Supported compression algorithms:
| Codec | Argument | Comment
| -------------------- | -------------------------------------------| ----------------------------------------------------
| NONE | None | No compression.
| LZ4 | None | LZ4 compression.
| LZ4HC(`level`) | Possible `level` range: [3, 12]. | Default value: 9. Greater values stands for better compression and higher CPU usage. Recommended value range: [4,9].
| ZSTD(`level`) | Possible `level`range: [1, 22]. | Default value: 1. Greater values stands for better compression and higher CPU usage. Levels >= 20, should be used with caution, as they require more memory.
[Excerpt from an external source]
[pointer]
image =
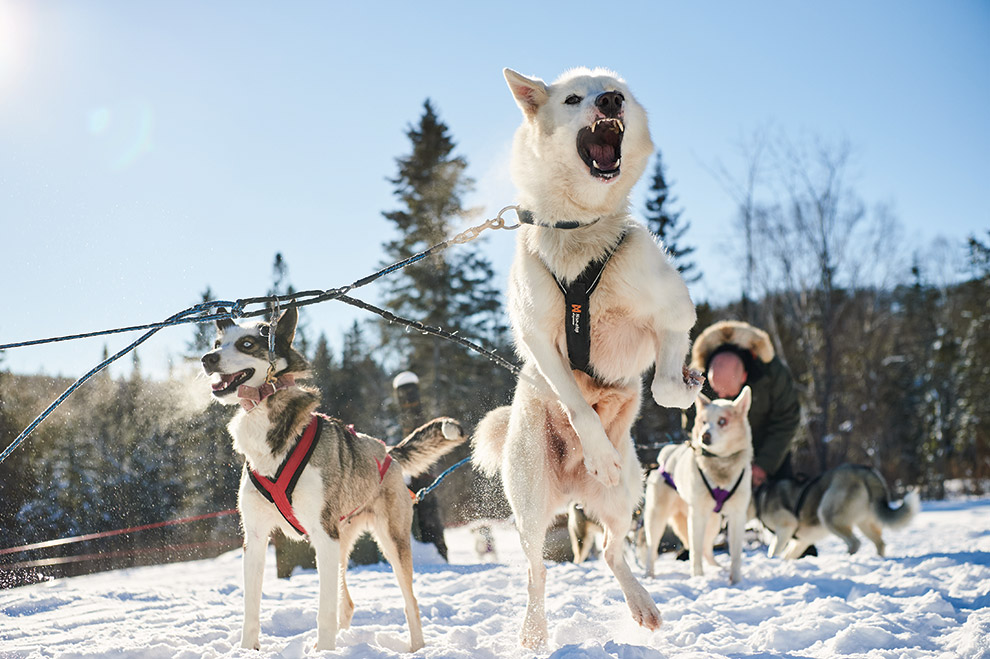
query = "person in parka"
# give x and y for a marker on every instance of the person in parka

| Delta(`delta_bytes`) | Possible `delta_bytes` range: 1, 2, 4 , 8. | Default value for `delta_bytes` is `sizeof(type)` if it is equal to 1, 2,4 or 8 and equals to 1 otherwise.
Codecs can be combined by separating their names with commas. The default database codec is not included into pipeline (if it should be applied to a field, you have to specify it explicitly in pipeline).
Recommended usage for codecs:
- When values for particular metric do not differ significantly from point to point, delta-encoding allows to reduce disk space usage significantly.
- DateTime works great with pipeline of Delta, ZSTD and the column size can be compressed to 2-3% of its original size (given a smooth datetime data)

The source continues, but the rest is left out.